Science: Egyptian Kings and Queens Were Not Africans
The racial makeup of Egypt’s ancient rulers has long been the subject of speculation. The first ever genetic analysis of mummies performed by the Max Planck Institute throws a wrench in the Black Egyptian hypothesis made popular by Afrocentric academics, who claim that the kings of Egypt were black.
The research, published in Nature Communications, shows that Egyptian pharaohs were more closely related to West Asians than Africans, with strong genetic links to the Neolithic Levantine, Anatolian and European populations. The study found that modern Egyptians share more ancestry with Sub-Saharan Africans than the ancient Egyptians.
An international team of researchers sampled 151 mummies from the archaeological site of Abusir el-Meleq, along the Nile River in Middle Egypt, and recovered the mitochondrial genomes from 90 individuals, and genome-wide datasets from three individuals. The mummified Egyptians, who lived between 1400 BC to 400 AD, provided a rich source of genetic material for scientists to study. They were able to parse the data that they gathered to test previous hypotheses and studies from modern DNA, and released their findings.

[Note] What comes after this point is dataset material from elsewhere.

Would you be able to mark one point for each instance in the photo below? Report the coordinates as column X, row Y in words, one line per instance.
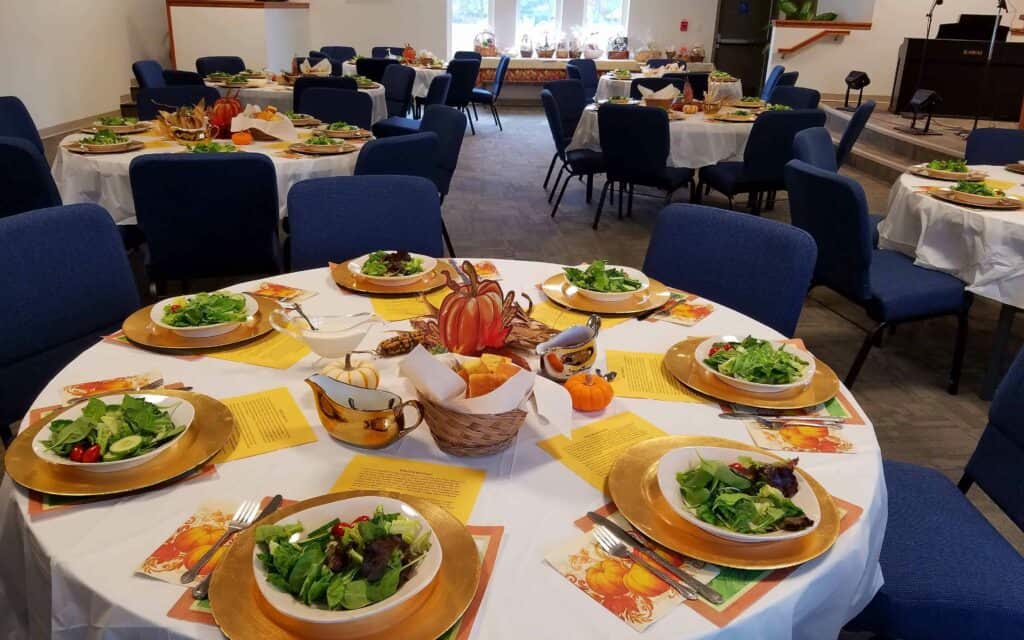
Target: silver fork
column 243, row 517
column 613, row 546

“The genetics of the Abusir el-Meleq community did not undergo any major shifts during the 1,300-year timespan we studied, suggesting that the population remained genetically relatively unaffected by foreign conquest and rule,” said Max Planck Institute’s Wolfgang Haas in a press release. The data shows that modern Egyptians share 8% more ancestry with Sub-Saharan Africans than ancient Egyptians.
“This suggests that an increase in Sub-Saharan African gene flow into Egypt occurred within the last 1,500 years,” explained Stephan Schiffels, also of the Max Planck Institute.